The IRS and Treasury Department believe that the transaction
described should qualify as a statutory merger or consolidation.
Accordingly, these final regulations include an example that
illustrates that the existence and composition of the transferee unit
is not tested immediately prior to the transaction but instead is only
tested immediately after the transaction. Therefore, the merger of T
into P may qualify as a statutory merger or consolidation. Moreover, A
would be a party to the reorganization, permitting nonrecognition under
the operative reorganization provisions of subchapter C of the Code.
Treating the merger of T into P as a reorganization raises
questions as to the tax consequences of the transaction to the parties,
including whether gain or loss may be recognized under the partnership
rules of subchapter K as a result of the termination of P. Similar
questions are raised in a merger of T directly into A that qualifies as
a reorganization where, in the transaction, P becomes disregarded as an
entity separate from A for Federal income tax purposes. The IRS and
Treasury Department are considering the tax consequences in these
cases, including the extent to which the principles of Revenue Ruling
99-6 apply in these situations and, if they do apply, their
consequences. The IRS and Treasury Department request comments in this
regard.
C. Consolidations and Amalgamations
Questions have arisen regarding the application of the definition
of statutory merger or consolidation to transactions that are effected
under state law consolidation statutes and foreign law amalgamation
statutes. In a state law consolidation and a foreign law amalgamation,
typically, two or more corporations combine and continue in the
resulting entity, which is a new corporation that is formed in the
consolidation transaction.
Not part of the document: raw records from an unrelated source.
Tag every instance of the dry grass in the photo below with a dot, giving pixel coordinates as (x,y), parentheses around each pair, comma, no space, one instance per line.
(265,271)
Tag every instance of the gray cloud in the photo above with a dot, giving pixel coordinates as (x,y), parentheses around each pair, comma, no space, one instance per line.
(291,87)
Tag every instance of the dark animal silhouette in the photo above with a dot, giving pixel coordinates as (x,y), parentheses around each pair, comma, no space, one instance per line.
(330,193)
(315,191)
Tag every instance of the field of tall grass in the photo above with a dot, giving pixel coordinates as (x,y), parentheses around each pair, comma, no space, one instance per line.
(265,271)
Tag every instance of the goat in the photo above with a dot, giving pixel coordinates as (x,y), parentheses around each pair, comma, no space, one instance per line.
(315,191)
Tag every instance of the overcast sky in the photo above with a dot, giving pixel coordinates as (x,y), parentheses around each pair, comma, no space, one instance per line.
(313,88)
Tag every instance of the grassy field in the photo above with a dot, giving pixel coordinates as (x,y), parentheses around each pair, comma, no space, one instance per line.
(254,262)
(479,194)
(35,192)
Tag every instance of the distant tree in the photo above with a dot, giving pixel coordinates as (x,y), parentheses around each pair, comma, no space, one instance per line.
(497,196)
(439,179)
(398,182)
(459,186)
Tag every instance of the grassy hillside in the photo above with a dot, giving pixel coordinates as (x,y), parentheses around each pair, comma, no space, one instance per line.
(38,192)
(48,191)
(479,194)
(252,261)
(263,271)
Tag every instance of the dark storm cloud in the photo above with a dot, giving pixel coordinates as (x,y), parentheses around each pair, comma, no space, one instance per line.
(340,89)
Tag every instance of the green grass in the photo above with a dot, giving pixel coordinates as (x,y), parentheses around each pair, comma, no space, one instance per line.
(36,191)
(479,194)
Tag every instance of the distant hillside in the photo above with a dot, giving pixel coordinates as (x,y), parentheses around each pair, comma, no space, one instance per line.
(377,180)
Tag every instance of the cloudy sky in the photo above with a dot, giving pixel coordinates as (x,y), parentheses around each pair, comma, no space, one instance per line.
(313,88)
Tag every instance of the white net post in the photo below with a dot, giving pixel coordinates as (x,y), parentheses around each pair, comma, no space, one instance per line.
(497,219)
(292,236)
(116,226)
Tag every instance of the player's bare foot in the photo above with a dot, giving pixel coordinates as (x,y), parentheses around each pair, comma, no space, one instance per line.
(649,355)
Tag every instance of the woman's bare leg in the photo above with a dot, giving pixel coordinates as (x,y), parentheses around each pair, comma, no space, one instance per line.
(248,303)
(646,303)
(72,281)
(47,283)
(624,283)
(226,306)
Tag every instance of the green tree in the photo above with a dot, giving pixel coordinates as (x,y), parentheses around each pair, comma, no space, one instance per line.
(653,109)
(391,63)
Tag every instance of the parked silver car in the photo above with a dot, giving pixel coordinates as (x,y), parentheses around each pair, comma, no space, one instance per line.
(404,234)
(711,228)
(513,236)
Some commentators have asked whether a
consolidation or an amalgamation can qualify as a statutory merger or
consolidation under section 368(a)(1)(A) if effected pursuant to a law
that provides that the consolidating or amalgamating corporations
continue as one corporation in the resulting corporation. Those
commentators are concerned that, because the existence of each of the
consolidating corporations or amalgamating corporations continues in
the resulting corporation, the requirement that the transferee
corporation cease its separate legal existence for all purposes may not
be satisfied.
The IRS and Treasury Department believe that the fact that the
existence of the consolidating or amalgamating corporations continues
in the resulting corporation will not prevent a consolidation from
qualifying as a statutory merger or consolidation under the 2003
temporary regulations. The 2003 temporary regulations require that the
separate legal existence of the target corporation ceases. In a
consolidation or an amalgamation, even if the governing law provides
that the existence of the consolidating or amalgamating entities
continues in the resulting corporation, the separate legal existence of
the consolidating or amalgamating entities does in fact cease.
Therefore, the IRS and Treasury Department do not believe that the fact
that the existence of the consolidating or amalgamating entities
continues in the resulting corporation prevents a consolidation or an
amalgamation from qualifying as a statutory merger or consolidation.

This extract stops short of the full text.